The logical illogic of cutting undergraduate fees

The proposal to cut undergraduate fees in United Kingdom universities to £7500 is at present no more than an article in The Sunday Times, and even here the details are hazy. But it feels like the obvious – not to say ‘logical’ – conclusion to this summer’s frenetic discourse on higher education. It is the product of a government with neither money nor authority, distracted by bigger things, scrabbling about for scraps of political capital.

To say that this government has lost its sense of direction on higher education would be a desperate understatement. The Office for Students is not yet in operation, but already it is beset by enquiries that go to the heart of its purpose. The Teaching Excellence Framework assumes a new form every time Jo Johnson opens his mouth. We surely have cause to fear that research policy will be the next thing sucked into this vortex of Tory chaos.

They don’t even know what questions they’re trying to answer. Do they want to address stubborn problems of social representation in higher education? Do they want to manipulate the graduate skills base? Do they want to redress the balance of financial commitment, between the state and the student? Or do they want to chase younger voters?

The madness is accentuated by the way that the Conservatives just last week ignored Labour’s effort to cap fees at £9000, blocking the £250 rise that universities and students have been expecting for many months. So they ignore that initiative – thumbing their noses at parliament – yet now (apparently) propose something much more damaging. There’s all sorts of sense in that.

It appears the cut in fees will be justified by the assertion that universities have large cash reserves. To be fair, there are a handful, for various historical reasons, that do. But universities have been running surpluses – in most cases – because they are required to to do, and there are many more debt-valleys than cash-mountains across the sector. Plenty of universities have borrowed considerably in order to make themselves more competitive: or, in other words, more attractive to students.

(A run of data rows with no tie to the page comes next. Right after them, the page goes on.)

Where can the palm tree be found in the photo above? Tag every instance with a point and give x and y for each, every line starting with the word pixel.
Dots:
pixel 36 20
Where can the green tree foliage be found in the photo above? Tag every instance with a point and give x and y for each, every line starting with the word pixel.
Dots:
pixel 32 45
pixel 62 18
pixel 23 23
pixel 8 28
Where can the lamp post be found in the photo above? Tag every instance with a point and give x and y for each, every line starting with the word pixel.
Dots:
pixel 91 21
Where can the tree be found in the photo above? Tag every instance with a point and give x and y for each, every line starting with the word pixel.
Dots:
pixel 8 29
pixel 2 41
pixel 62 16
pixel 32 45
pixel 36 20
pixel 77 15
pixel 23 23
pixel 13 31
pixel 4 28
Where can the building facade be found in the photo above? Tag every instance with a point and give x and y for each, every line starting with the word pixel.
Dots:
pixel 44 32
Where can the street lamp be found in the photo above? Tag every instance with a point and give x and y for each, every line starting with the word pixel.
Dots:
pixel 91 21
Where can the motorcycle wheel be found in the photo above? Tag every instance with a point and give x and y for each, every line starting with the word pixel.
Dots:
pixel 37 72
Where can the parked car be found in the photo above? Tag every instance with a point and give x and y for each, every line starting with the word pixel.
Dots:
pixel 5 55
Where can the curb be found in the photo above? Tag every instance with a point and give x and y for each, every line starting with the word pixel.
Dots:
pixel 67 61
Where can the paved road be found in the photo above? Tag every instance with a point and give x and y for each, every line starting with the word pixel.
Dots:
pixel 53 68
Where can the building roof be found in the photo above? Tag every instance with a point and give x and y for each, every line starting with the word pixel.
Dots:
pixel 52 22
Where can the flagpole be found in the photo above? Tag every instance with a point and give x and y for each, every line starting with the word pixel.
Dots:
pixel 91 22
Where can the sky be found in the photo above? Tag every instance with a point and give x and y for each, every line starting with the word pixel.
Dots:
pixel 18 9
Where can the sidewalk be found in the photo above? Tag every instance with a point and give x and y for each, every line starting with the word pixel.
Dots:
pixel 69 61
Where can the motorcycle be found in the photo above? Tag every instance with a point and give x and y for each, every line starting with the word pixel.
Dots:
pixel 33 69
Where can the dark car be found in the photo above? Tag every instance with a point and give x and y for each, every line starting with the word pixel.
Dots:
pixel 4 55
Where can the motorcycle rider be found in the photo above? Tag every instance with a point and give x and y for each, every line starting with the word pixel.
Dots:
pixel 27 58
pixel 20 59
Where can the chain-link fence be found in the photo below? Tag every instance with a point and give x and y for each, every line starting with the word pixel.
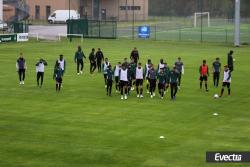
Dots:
pixel 192 20
pixel 175 20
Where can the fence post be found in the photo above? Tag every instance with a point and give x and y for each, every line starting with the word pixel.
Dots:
pixel 99 28
pixel 226 36
pixel 155 33
pixel 179 34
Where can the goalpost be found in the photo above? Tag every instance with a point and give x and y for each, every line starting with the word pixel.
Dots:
pixel 198 14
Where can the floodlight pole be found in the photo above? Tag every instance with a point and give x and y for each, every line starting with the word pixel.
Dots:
pixel 69 22
pixel 237 23
pixel 201 7
pixel 69 9
pixel 133 21
pixel 1 9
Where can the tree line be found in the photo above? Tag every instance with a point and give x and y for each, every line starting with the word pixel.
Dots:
pixel 217 8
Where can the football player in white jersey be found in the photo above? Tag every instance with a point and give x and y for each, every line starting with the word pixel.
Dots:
pixel 104 69
pixel 147 68
pixel 226 80
pixel 139 76
pixel 116 70
pixel 123 78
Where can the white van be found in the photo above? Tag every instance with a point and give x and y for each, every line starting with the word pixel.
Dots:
pixel 61 16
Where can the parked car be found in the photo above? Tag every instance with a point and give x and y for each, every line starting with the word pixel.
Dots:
pixel 3 25
pixel 61 16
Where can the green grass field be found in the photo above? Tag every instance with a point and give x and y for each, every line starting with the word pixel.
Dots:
pixel 82 127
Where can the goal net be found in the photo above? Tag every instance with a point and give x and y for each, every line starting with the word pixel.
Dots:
pixel 205 18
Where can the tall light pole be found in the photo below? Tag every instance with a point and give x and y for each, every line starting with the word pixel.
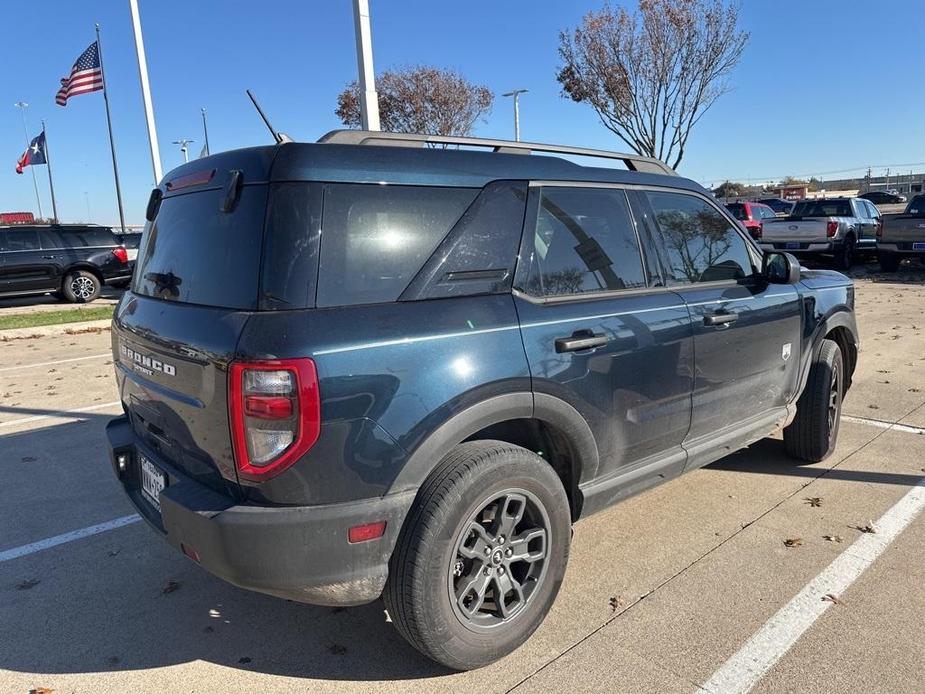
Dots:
pixel 22 106
pixel 516 94
pixel 369 100
pixel 146 92
pixel 184 148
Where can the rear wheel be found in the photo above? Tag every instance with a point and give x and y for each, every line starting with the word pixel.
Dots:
pixel 889 262
pixel 844 258
pixel 813 433
pixel 482 555
pixel 80 286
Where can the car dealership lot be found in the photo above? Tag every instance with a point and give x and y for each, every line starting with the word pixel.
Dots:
pixel 661 593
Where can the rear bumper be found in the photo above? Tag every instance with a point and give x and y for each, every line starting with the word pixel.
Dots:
pixel 299 553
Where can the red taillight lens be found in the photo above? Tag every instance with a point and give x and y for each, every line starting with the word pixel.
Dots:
pixel 364 533
pixel 275 413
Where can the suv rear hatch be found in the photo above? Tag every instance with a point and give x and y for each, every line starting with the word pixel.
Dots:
pixel 176 333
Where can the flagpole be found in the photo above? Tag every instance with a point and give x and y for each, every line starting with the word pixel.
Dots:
pixel 51 185
pixel 112 142
pixel 146 92
pixel 22 105
pixel 205 132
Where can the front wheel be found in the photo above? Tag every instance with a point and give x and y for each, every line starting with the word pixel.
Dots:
pixel 812 434
pixel 81 286
pixel 481 556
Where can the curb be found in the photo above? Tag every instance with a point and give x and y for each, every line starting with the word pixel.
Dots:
pixel 76 328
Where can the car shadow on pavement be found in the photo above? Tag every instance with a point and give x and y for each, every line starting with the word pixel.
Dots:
pixel 123 600
pixel 768 457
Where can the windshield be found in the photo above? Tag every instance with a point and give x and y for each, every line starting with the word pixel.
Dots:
pixel 822 208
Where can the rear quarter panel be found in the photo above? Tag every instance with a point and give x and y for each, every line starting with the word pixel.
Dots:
pixel 389 374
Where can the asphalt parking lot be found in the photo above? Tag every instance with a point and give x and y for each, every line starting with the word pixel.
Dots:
pixel 690 585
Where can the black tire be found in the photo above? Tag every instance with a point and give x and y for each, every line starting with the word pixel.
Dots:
pixel 889 262
pixel 813 433
pixel 844 259
pixel 433 559
pixel 80 286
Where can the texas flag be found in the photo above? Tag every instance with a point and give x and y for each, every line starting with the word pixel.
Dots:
pixel 34 155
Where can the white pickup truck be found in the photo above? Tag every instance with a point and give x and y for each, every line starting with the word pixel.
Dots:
pixel 837 227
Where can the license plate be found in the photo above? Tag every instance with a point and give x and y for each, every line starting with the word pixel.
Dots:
pixel 153 482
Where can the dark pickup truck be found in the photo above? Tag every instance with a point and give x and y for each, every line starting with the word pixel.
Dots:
pixel 351 370
pixel 902 235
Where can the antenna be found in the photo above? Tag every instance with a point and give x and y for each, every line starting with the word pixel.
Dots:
pixel 278 136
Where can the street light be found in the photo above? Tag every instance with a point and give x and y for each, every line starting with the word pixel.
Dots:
pixel 22 106
pixel 183 148
pixel 516 94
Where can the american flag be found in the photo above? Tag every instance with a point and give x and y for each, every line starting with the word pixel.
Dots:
pixel 86 76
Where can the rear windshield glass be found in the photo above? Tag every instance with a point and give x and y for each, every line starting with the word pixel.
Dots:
pixel 738 211
pixel 375 238
pixel 195 254
pixel 822 208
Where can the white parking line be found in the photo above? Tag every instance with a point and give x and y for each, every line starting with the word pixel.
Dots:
pixel 884 425
pixel 54 363
pixel 62 414
pixel 759 654
pixel 49 542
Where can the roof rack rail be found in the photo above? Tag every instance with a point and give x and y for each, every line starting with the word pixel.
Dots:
pixel 633 162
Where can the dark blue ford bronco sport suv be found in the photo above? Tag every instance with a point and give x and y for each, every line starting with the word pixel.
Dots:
pixel 393 365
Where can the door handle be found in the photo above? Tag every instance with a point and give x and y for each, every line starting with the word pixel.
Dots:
pixel 720 319
pixel 583 339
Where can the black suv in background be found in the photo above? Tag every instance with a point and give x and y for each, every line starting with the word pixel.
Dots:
pixel 351 370
pixel 71 261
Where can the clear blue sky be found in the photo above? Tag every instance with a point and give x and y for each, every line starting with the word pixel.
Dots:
pixel 829 86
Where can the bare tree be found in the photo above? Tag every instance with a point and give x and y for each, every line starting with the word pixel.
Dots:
pixel 421 99
pixel 651 75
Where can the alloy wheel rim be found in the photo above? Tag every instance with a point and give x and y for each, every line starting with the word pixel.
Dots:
pixel 82 287
pixel 499 560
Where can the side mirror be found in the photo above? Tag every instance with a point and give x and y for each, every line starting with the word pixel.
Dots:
pixel 781 268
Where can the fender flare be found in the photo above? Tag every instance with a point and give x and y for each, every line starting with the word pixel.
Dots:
pixel 840 318
pixel 500 408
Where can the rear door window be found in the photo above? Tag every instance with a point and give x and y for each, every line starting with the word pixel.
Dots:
pixel 699 242
pixel 584 241
pixel 194 253
pixel 19 240
pixel 375 238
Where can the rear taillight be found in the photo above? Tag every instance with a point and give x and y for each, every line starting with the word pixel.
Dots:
pixel 275 412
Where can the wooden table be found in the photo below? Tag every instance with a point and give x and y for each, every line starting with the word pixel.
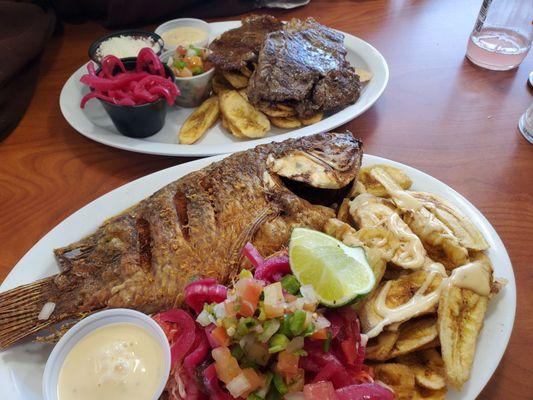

These loans (at historically low interest rates) have made sense, but only to the extent that fee-income can be assumed. How many of those lenders ever considered the possibility that a government might be sufficiently unhinged to undermine the income sustaining British universities? How many people – anywhere – ever considered that a British government would actively undermine one of the country’s greatest assets, its world-class higher education sector?

This damage will flow from a debate that has focused too much on those who pay, and too little on those who receive and spend that income. There’s a level of magical thinking in the idea that students will benefit from weakened universities – forced to cut staff and facilities, bound to slide in terms of international reputation – simply because they leave with a slightly lower level of debt. That’s consistent, perhaps, with the level of debate on Brexit: the obsession with not paying any more to the EU, without taking any interest in what the money actually achieves. We are not blessed at present with effective or rational public discourse – on anything much at all.

But I think the sector also has itself to blame. The existing system of fees has had precious few supporters, while very many people have been prepared to trash it without having the slightest idea of a sustainable, realistic alternative. Too many people – including our academic union – have got sucked into the criticism of vice-chancellors’ salaries, failing to appreciate that the most likely outcome, every step of the way, was a cut to the whole sector. We will see vice-chancellors taking pay cuts, to be sure; and many high-performing academics will simply clear off to countries that treat universities with respect. But in the meantime, how many thousands of lecturers will lose their jobs if this proposal becomes reality?

As we should have recognized, what’s left when a government loses touch with rational policy-making is the muscle-twitch of ideological reflex. So they want to hit the post-92 universities, because they’ve never liked them much. I mean, who’s going to miss a few of them? So they want to hurt the arts humanities, because we’re all soft lefties and it irritates them that so many students want to study our subjects. And they’re happy enough to inflict austerity and confusion on the one sector that had largely evaded both these prevailing national conditions.

The fact that British universities generate income and knowledge seems barely relevant. This is a government that has has abandoned its grip on any form of economic reality. They’re so clueless they thought CEOs of FTSE500 companies would support their delusional Brexit strategy. The fact that our universities are respected across the world is equally irrelevant, since Britain’s position in the world is sliding so fast that  the people running the country have presumably ceased to care. In a context of illogic, cutting fees becomes entirely logical.

One thought on “The logical illogic of cutting undergraduate fees

  1. The universities which have money also chose not to pursue ambitious expansion agendas. Perhaps that is why they are richer in the first place as theyve been in higher education long enough to know it goes through booms and bust and plan accordingly.